Automotive sales are forecast to rise by nearly 34 per cent during the period, from $0.84 billion in 2008 to $1.12 billion by 2013, while sales of consumer electronics are predicted to increase from $0.42 billion in 2008 to $0.54 billion by the end of the forecast period, a rise of nearly 29 per cent.
Retail sales for MEA (Middle East and Africa) countries in 2008 amounted to an estimated $384 billion, based on the varying national definitions. Total consumer spending for the region, based on BMI's macroeconomic database, amounts to $1,214 billion.
What about the other countries in and around the region?
In 2008, the UAE, Saudi Arabia, Egypt and South Africa together accounted for an estimated 79.5 per cent of regional retail sales, and their combined share is expected to rise to 81.4 per cent by 2013. For Bahrain, the estimated 2008 market share of 1.1 per cent is expected to fall to 0.8 per cent by 2013.
What is the global situation like for retail business?
According to global management consulting firm A T Kearney's eighth annual Global Retail Development Index (GRDI), which studied the retail investment attractiveness among 30 emerging markets, larger, resilient developing countries sit atop the 2009 GRDI as they are most likely to lead the economic recovery.
For the fourth time in five years, India is the most attractive country for retail investment according to the Index. Russia, China, the UAE, Saudi Arabia, Vietnam, Chile, Brazil, Slovenia and Malaysia round out the GRDI's 2009 top 10 countries.
The UAE made the biggest move in the 2009 GRDI, rising 16 places to fourth position as its oil-driven economy proved more resistant to widespread downturn than other countries. While the UAE's population of five million is relatively small compared to the three countries above it in the GRDI, it has the highest per capita consumer spending of any country in the Index.

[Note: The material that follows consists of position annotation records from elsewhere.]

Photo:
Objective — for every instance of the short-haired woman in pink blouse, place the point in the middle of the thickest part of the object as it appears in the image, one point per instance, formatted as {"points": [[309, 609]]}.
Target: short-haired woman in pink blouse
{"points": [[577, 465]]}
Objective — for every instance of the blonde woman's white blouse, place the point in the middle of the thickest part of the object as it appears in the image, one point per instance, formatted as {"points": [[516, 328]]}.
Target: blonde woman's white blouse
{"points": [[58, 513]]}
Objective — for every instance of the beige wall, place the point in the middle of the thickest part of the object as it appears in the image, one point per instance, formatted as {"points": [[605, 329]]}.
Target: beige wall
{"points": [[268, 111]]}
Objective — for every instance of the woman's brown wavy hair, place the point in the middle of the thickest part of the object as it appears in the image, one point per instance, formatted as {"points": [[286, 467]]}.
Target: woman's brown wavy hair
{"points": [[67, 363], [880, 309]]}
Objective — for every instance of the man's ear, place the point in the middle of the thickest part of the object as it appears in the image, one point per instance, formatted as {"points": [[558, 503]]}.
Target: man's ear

In fact, Dubai is on track to have the world's largest amount of shopping space per capita by 2010. Retailers in Dubai are focusing on local customers as tourism drops and that is creating entry opportunities for hypermarkets and discounters.
Yet while Dubai has recently been synonymous with retail expansion, Abu Dhabi is the rising star of the Emirates, according to the study. It has remained well insulated from the global economic crisis because of its oil reserves and sovereign wealth fund.
Several new museums and a Formula One race are planned and will help it attract tourists. Immigration is also expected to pick up as Abu Dhabi becomes a nearby alternative to Dubai.
New city developments will increase real estate supply and strong awareness of global brands among the population will provide opportunities for foreign retailers.